Yes, it isn’t all bad news. The social solidarity we have seen in recent weeks has been inspiring. Neighbours who might never have spoken to each other before are now pulling together to shop for old people and deliver medicines to the vulnerable. More than 700,000 people volunteered to assist the NHS. The queen’s positive message to the nation – surely her best ever, this republican believes – captured many people’s optimistic belief that Britain will get through this and ‘we will meet again’. But even for all of that, life has become strange and difficult, and at times like this it is really important to take stock, to stay reasoned and, most crucially of all, to refuse to let fear in.
Fear is the insatiable beast that feeds on our worries and uncertainties. Most of us are refusing to feed the monster, but sadly the same cannot be said for other sections of society. The media, in particular, provide hearty meals to the culture of fear every day, with their ceaseless, often context-free horror stories about the wall of death Covid has built. I’m sure many people are switching off, for the good of their health. On the internet, influential dystopian millennials share graphs and stories that are expressly designed to exaggerate the already severe impact of Covid-19. Some almost seem to relish Covid’s grip on the nation, at least to the extent that it allows them to say ‘I told you so’ about Tory Britain or late-stage capitalism. The virus becomes a stand-in for political conviction, the grisly hope being that this virus will do what political campaigns have failed to do: shame the Tories and make the case for state socialism. Fear becomes a political tool.
Most of us are resisting fear. We know it does no good. Getting by in a lockdown becomes that bit more difficult if your mind is occupied by fear. It brings to mind the words of CS Lewis on fear of the atomic bomb. ‘The first action to be taken is to pull ourselves together’, he said. Just stop thinking about the bomb, was Lewis’s advice to mid-20th-century Westerners: ‘They may break our bodies but they need not dominate our minds.’ I feel similarly about Covid-19. It will break some bodies (and everything must be done to ensure it is as few bodies as possible). But it shouldn’t occupy our every waking thought. It is causing enough destruction as it is without also setting up camp in our hearts and minds. Fear of Covid-19 is its own virus, a virus that attacks our optimism and self-belief, which is why we are right to turn off the TV, push aside the more panic-stricken newspapers, and just do what we can in a lockdown: talk to family and friends, help the less fortunate, go for walks, eat, drink, watch Tiger King.
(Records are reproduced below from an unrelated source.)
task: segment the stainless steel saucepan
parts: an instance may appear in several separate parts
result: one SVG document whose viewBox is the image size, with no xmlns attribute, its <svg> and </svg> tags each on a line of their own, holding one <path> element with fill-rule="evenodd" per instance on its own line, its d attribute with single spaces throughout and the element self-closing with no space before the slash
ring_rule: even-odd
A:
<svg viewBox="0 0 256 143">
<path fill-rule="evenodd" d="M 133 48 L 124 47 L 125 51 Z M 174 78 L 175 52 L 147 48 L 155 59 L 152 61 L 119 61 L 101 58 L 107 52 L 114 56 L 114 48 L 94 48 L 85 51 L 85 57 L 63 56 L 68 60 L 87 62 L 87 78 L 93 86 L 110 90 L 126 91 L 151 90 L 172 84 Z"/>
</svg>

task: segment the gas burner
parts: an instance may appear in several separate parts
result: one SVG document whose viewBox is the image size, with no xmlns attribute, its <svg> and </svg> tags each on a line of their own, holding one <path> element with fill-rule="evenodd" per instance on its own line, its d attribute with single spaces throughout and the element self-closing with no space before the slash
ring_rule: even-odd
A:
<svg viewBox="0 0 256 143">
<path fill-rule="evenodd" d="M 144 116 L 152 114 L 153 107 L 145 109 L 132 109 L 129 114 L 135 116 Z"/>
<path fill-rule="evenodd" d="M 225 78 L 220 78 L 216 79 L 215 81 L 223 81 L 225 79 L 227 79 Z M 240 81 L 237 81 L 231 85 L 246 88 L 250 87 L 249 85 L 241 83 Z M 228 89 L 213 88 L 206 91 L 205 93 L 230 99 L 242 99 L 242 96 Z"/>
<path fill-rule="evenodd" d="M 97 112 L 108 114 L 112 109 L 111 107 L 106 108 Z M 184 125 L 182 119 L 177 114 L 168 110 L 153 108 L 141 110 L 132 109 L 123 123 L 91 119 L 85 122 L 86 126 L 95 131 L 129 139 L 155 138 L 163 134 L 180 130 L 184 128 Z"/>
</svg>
All of these are small acts of resistance against the stalking culture of fear.
And this is why Boris’s illness matters, and why it matters that he gets well. It matters first and foremost because he is a human being – a father, a father-to-be, a son, a brother, a friend. Every effort should be made to cheer and steer him to good health, as should be done with regards to everyone who gets ill with the virus, whether they are 19 or 90. But it also matters because of what Boris represents. It isn’t only that he is leader of the governing party and one of the most popularly elected PMs of modern times. There is also the question of what the massive outpouring of democratic support for Boris in December spoke to: a widespread revolt against the politics of fear. Millions of people voted for Boris and his simple message of ‘Get Brexit Done’ in open defiance of three-and-a-half years of Project Fear which told them that the thing they wanted would ruin the nation and ruin their lives. They resisted this baleful message and essentially said: ‘We have more faith in ourselves and our nation than you do. We aren’t afraid to take a political risk.’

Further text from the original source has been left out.